La France va-t-elle trop loin dans ce qu'elle peut demander aux plateformes de streaming, essentiellement étrangères? La Commission européenne a en tout cas émis certaines réserves sur les nouvelles règles que la France veut imposer aux acteurs du streaming vidéo par décret avant l'été, selon son avis obtenu par les analystes du cabinet NPA Conseil. Ce décret dit SMAD (pour "services de médias audiovisuels à la demande") doit préciser les modalités de contribution des géants internationaux du streaming comme Netflix, Amazon ou Disney+ à la production audiovisuelle et cinématographique française.
Au coeur d'intenses tractations depuis des mois, il découle de la transposition de la directive européenne SMA qui a instauré le principe d'obligations d'investissement pour les plateformes étrangères, au même titre que celles qui s'appliquent aux plateformes nationales (comme OCS, Mycanal, Salto...). Si la Commission n'impose pas au gouvernement un délai pour revoir sa copie comme elle en avait la possibilité, elle s'interroge sur la part minimale des productions en français qu'il veut imposer aux plateformes (80% pour les services de vidéo à la demande, 85% pour les services par abonnement). Ces taux sont "susceptibles de créer des avantages pour les sociétés de production établies en France (et) sont nettement plus élevés que ceux considérés comme proportionnels par la jurisprudence" , écrit la Commission dans son avis rendu le 19 mars.
La Commission, qui n'a pas répondu aux sollicitations de l'AFP, s'interroge aussi sur la prise en compte dans les quotas des oeuvres de producteurs européens contrôlés par des groupes extra-européens : elle rejoint sur ce point une observation formulée par le géant américain Netflix. Enfin, elle s'inquiète que le seuil de contribution aux oeuvres européennes (20% des recettes en France ou 25% si la plateforme propose des films sortis au cinéma dans l'année) puisse être majoré dans certains cas. "Les fondements du décret sont remis en cause ou questionnés par rapport à
des principes essentiels dans le droit européen" , estime Philippe Bailly, du cabinet NPA Conseil.

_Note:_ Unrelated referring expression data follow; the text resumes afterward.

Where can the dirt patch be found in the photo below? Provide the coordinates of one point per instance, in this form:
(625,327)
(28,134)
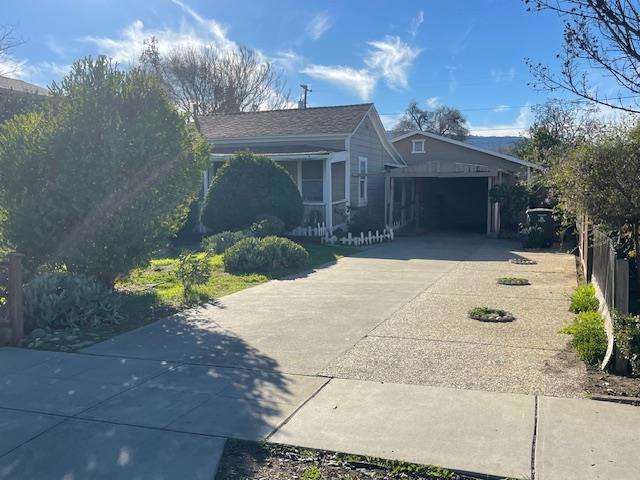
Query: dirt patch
(602,383)
(243,460)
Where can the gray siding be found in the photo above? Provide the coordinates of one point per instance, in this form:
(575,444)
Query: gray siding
(366,143)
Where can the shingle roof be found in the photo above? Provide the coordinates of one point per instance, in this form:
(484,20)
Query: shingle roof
(7,83)
(334,120)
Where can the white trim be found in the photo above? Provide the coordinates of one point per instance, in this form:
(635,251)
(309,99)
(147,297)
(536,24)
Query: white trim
(363,175)
(414,143)
(280,156)
(277,138)
(504,156)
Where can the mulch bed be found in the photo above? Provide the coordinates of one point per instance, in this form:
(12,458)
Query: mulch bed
(244,460)
(604,384)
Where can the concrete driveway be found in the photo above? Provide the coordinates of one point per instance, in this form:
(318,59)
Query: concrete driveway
(302,360)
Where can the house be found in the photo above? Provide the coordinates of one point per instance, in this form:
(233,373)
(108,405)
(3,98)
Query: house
(446,183)
(341,158)
(12,85)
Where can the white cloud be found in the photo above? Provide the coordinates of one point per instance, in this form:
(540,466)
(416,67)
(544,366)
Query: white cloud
(390,120)
(199,31)
(393,59)
(433,102)
(319,25)
(501,108)
(518,127)
(503,76)
(361,82)
(416,22)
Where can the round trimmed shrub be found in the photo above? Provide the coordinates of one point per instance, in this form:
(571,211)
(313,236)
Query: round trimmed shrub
(266,225)
(269,254)
(63,300)
(248,186)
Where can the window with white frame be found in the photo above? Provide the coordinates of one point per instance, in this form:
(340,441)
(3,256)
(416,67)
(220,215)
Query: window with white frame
(363,167)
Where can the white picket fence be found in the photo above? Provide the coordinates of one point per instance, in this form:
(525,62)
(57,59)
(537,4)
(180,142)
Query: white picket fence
(327,237)
(368,239)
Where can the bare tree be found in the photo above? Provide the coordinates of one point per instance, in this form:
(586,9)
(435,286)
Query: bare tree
(8,41)
(215,81)
(447,121)
(599,36)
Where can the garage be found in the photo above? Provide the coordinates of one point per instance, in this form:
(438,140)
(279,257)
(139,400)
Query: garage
(452,204)
(445,185)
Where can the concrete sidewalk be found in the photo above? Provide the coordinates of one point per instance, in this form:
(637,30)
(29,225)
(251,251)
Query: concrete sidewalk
(152,420)
(302,361)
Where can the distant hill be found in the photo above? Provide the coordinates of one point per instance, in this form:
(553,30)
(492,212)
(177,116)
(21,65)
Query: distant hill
(495,144)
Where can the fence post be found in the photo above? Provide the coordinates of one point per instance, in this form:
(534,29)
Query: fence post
(16,319)
(621,283)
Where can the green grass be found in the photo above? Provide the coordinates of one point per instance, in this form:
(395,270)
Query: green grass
(584,299)
(154,291)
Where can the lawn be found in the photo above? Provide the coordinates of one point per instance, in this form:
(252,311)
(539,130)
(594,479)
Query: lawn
(160,276)
(153,292)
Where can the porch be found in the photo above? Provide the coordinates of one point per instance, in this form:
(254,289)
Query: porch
(322,178)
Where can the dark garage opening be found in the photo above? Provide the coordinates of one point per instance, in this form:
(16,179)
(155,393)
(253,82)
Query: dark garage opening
(453,204)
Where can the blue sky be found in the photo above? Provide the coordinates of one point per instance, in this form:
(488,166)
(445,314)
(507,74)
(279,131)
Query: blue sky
(466,53)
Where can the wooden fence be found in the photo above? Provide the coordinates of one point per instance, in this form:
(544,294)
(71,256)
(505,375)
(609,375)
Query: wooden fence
(610,277)
(11,316)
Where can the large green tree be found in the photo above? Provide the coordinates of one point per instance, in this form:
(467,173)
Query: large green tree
(601,178)
(443,120)
(103,176)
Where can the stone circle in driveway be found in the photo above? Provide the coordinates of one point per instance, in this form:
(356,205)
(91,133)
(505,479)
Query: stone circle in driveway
(486,314)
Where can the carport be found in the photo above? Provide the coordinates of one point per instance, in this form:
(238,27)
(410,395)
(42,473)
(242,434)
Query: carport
(446,184)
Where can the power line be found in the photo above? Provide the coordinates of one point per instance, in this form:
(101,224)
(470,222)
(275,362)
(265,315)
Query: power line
(511,107)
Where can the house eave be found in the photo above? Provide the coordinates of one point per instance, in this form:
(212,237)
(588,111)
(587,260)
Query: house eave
(504,156)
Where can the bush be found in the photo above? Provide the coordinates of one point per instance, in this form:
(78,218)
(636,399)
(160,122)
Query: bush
(584,299)
(266,225)
(62,300)
(533,237)
(193,270)
(102,178)
(269,254)
(626,331)
(220,242)
(589,337)
(247,186)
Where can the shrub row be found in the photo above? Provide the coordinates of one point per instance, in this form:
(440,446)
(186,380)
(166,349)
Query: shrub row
(62,300)
(626,330)
(265,255)
(265,225)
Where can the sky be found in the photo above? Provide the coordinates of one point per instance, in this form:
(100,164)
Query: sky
(469,54)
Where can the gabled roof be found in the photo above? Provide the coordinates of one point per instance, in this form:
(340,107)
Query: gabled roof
(21,86)
(442,138)
(339,120)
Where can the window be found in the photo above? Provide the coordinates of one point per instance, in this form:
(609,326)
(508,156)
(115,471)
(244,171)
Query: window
(363,166)
(312,181)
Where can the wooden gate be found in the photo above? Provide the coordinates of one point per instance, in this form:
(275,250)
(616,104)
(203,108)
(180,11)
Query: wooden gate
(11,317)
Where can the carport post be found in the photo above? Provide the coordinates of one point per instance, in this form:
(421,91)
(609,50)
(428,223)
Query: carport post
(488,206)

Selon cet expert, la France pêche en "poussant le curseur beaucoup plus loin" que les autres pays membres, par exemple sur le taux de contribution maximum qui n'excède pas selon lui 5% des recettes ailleurs en Europe. Après avoir obtenu fin mars un avis favorable du gendarme français de l'audiovisuel, le CSA, le décret doit désormais recevoir l'aval du Conseil d'Etat.